Not bad, but not good
While this kind of duplicate content isn’t going to get you punished by Google, it’s still not ideal. Since Google is going to pick just one of those pages to rank, that means you’ll only hold one position in Google’s search engine results. If the text on all of those product pages was substantially different, it’s likely that you’d see several of those show up one after the other.
The only thing better than holding the number one search result in Google is holding the number one, two, and three search results!
Duplicate Content Across Multiple Domains
The other kind of duplicate content is the scary kind that attracts the Google banhammer like the inexorable force of gravity: content duplicated across domains.
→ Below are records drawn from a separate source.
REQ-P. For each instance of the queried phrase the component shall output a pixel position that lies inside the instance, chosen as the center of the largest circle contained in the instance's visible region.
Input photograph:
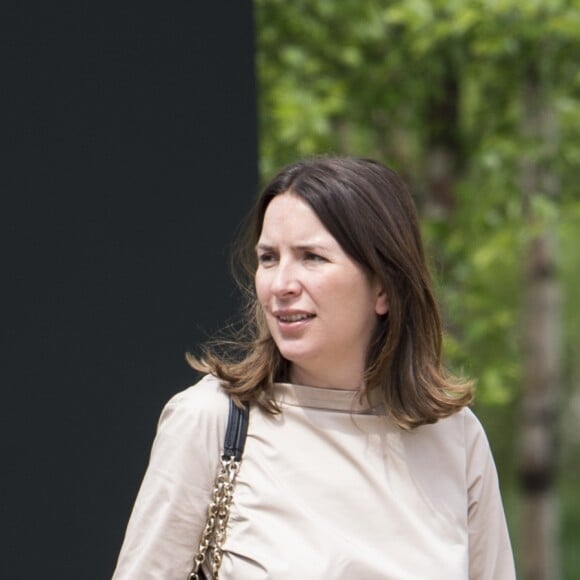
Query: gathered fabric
(329, 488)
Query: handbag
(214, 532)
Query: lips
(294, 317)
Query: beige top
(329, 489)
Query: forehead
(289, 216)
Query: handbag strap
(236, 431)
(218, 513)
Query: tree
(476, 103)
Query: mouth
(297, 317)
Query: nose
(285, 281)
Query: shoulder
(201, 407)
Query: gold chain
(218, 513)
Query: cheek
(261, 287)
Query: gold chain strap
(218, 513)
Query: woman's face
(320, 305)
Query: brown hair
(367, 208)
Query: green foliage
(412, 81)
(361, 77)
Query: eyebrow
(301, 247)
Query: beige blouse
(329, 489)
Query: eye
(313, 257)
(266, 258)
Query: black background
(129, 158)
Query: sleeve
(171, 507)
(490, 552)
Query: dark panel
(129, 158)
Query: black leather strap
(236, 431)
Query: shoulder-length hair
(369, 211)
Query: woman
(362, 460)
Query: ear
(382, 302)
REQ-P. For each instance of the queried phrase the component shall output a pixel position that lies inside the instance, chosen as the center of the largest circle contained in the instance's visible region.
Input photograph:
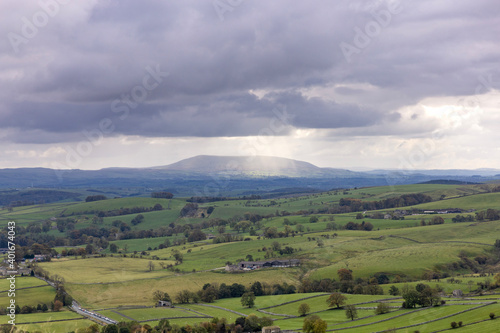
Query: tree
(410, 296)
(308, 325)
(351, 312)
(159, 295)
(394, 291)
(382, 308)
(163, 326)
(304, 308)
(89, 249)
(113, 248)
(196, 235)
(110, 329)
(184, 296)
(248, 299)
(344, 274)
(257, 289)
(336, 299)
(58, 306)
(151, 266)
(237, 290)
(208, 294)
(497, 279)
(178, 257)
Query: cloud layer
(346, 69)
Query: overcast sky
(350, 84)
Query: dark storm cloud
(64, 80)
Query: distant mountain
(253, 166)
(229, 175)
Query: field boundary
(441, 318)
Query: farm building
(164, 304)
(271, 329)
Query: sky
(89, 84)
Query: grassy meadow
(113, 284)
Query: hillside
(253, 166)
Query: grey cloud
(70, 73)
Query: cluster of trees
(422, 295)
(489, 214)
(463, 218)
(367, 226)
(401, 201)
(119, 211)
(251, 323)
(215, 199)
(346, 284)
(213, 291)
(434, 221)
(96, 197)
(189, 210)
(162, 195)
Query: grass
(42, 316)
(22, 282)
(33, 296)
(106, 269)
(56, 327)
(411, 259)
(140, 292)
(157, 313)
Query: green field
(114, 285)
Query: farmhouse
(271, 329)
(164, 304)
(251, 265)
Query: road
(92, 315)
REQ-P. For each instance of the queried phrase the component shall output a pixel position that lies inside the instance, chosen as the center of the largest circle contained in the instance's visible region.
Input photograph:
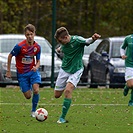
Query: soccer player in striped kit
(28, 75)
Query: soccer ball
(41, 114)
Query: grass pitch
(92, 111)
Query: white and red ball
(41, 114)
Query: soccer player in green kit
(126, 51)
(72, 66)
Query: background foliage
(82, 17)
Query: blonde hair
(61, 32)
(30, 27)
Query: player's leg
(25, 87)
(129, 85)
(126, 90)
(60, 83)
(131, 99)
(71, 85)
(66, 102)
(35, 80)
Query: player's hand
(8, 74)
(96, 36)
(123, 57)
(34, 69)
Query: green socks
(65, 107)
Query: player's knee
(36, 91)
(28, 97)
(57, 96)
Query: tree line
(81, 17)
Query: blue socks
(35, 100)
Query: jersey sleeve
(124, 44)
(16, 50)
(38, 55)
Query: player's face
(30, 37)
(63, 40)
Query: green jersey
(128, 46)
(73, 53)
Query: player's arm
(92, 39)
(38, 55)
(14, 52)
(122, 50)
(8, 72)
(35, 68)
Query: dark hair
(61, 32)
(30, 27)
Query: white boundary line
(61, 104)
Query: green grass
(92, 111)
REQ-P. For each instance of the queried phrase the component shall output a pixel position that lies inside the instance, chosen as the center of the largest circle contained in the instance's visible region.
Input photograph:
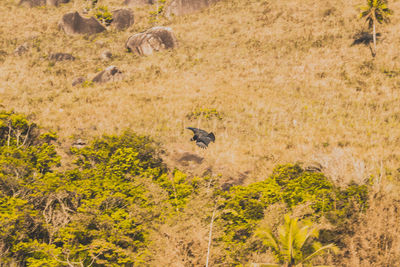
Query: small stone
(111, 73)
(106, 55)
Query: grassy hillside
(283, 75)
(276, 81)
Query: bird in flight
(201, 137)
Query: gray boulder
(33, 3)
(152, 40)
(183, 7)
(106, 55)
(138, 2)
(122, 19)
(110, 74)
(78, 81)
(73, 23)
(61, 56)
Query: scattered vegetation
(376, 11)
(293, 242)
(306, 95)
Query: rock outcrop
(152, 40)
(74, 23)
(106, 55)
(33, 3)
(122, 19)
(110, 74)
(61, 56)
(183, 7)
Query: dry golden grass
(284, 76)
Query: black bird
(201, 137)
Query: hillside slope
(283, 77)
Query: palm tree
(375, 11)
(292, 241)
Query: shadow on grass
(365, 38)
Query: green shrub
(243, 207)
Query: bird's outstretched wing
(201, 144)
(197, 130)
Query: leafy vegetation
(293, 242)
(105, 209)
(244, 206)
(376, 11)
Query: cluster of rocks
(144, 43)
(33, 3)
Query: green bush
(243, 207)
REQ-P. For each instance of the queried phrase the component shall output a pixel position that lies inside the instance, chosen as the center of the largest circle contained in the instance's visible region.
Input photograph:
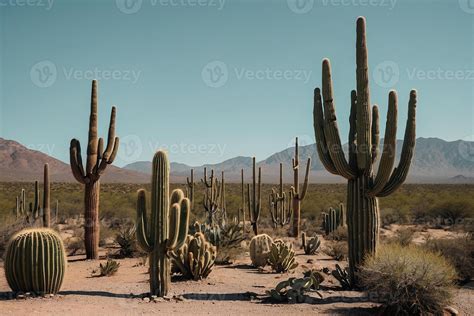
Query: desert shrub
(459, 251)
(127, 241)
(408, 280)
(338, 250)
(109, 268)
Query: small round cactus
(35, 261)
(260, 246)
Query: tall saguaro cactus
(97, 161)
(168, 228)
(364, 186)
(296, 194)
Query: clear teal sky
(154, 59)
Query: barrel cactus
(168, 227)
(260, 246)
(282, 257)
(35, 261)
(195, 258)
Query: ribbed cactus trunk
(91, 219)
(364, 183)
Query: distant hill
(435, 161)
(18, 163)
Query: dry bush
(408, 280)
(459, 251)
(338, 250)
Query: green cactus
(364, 185)
(168, 228)
(190, 189)
(297, 195)
(195, 259)
(97, 161)
(253, 199)
(260, 246)
(280, 212)
(282, 257)
(35, 261)
(311, 245)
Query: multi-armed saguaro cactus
(254, 201)
(168, 228)
(190, 188)
(97, 160)
(296, 194)
(364, 186)
(35, 261)
(280, 211)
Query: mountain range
(435, 161)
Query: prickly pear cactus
(282, 257)
(260, 246)
(195, 258)
(35, 261)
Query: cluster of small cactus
(195, 259)
(260, 246)
(294, 290)
(364, 184)
(168, 229)
(310, 245)
(282, 257)
(280, 206)
(98, 159)
(214, 202)
(333, 219)
(35, 261)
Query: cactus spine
(168, 228)
(297, 196)
(280, 212)
(364, 186)
(97, 161)
(254, 201)
(35, 261)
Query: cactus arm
(331, 129)
(142, 237)
(92, 142)
(353, 132)
(401, 171)
(364, 159)
(302, 194)
(390, 141)
(76, 161)
(375, 133)
(321, 144)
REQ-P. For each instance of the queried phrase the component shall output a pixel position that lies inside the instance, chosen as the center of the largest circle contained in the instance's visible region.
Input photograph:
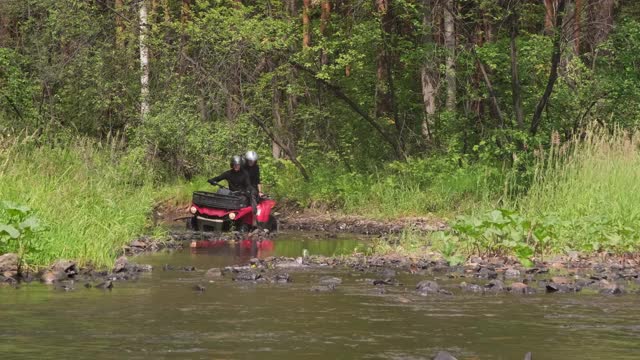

Here we’re talking about taking the content from another site, copying most or all of it, and putting it on your own site. Sure you might have some introductory text or your own ads/sales items there, but if it’s substantially duplicated from another domain, you could be in big trouble.
In this case Google fears that your site might be a scraper site, automatically scraping the content from other sites and reposting it as your own in hopes of generating ad revenue. And even if you aren’t, Google figures that the user is better off getting that information from the source, rather than reprinted in whole somewhere else.
This is the kind of duplicate content that can hurt your rankings, and even get your site removed from Google’s index. Furthermore, in the Panda update Google has told us that having this kind of duplicate content on even a minority of pages on your site can hurt the rankings of your site as a whole.
Danger for ecommerce sites
The danger of this for ecommerce sites is that a lot of them actually have this kind of cross-site duplicate content without even thinking about it. Specifically, in their product descriptions.
If you’re a distributor or retailer that purchases products and resells them, do not just copy and paste the manufacturer’s descriptions!
Doing this will quickly make your product pages nothing but duplicate content — not just duplicated from the manufacturer (which Google will likely know is the original source) but also duplicated on every other reseller’s page that’s taking the lazy way out of writing product descriptions. You could end up getting your entire site downranked if you have too many of these pages.
Be sure that your content is unique, and that means you have to be sure that your product descriptions are unique, and not just copied from the manufacturer — lest your whole site suffer.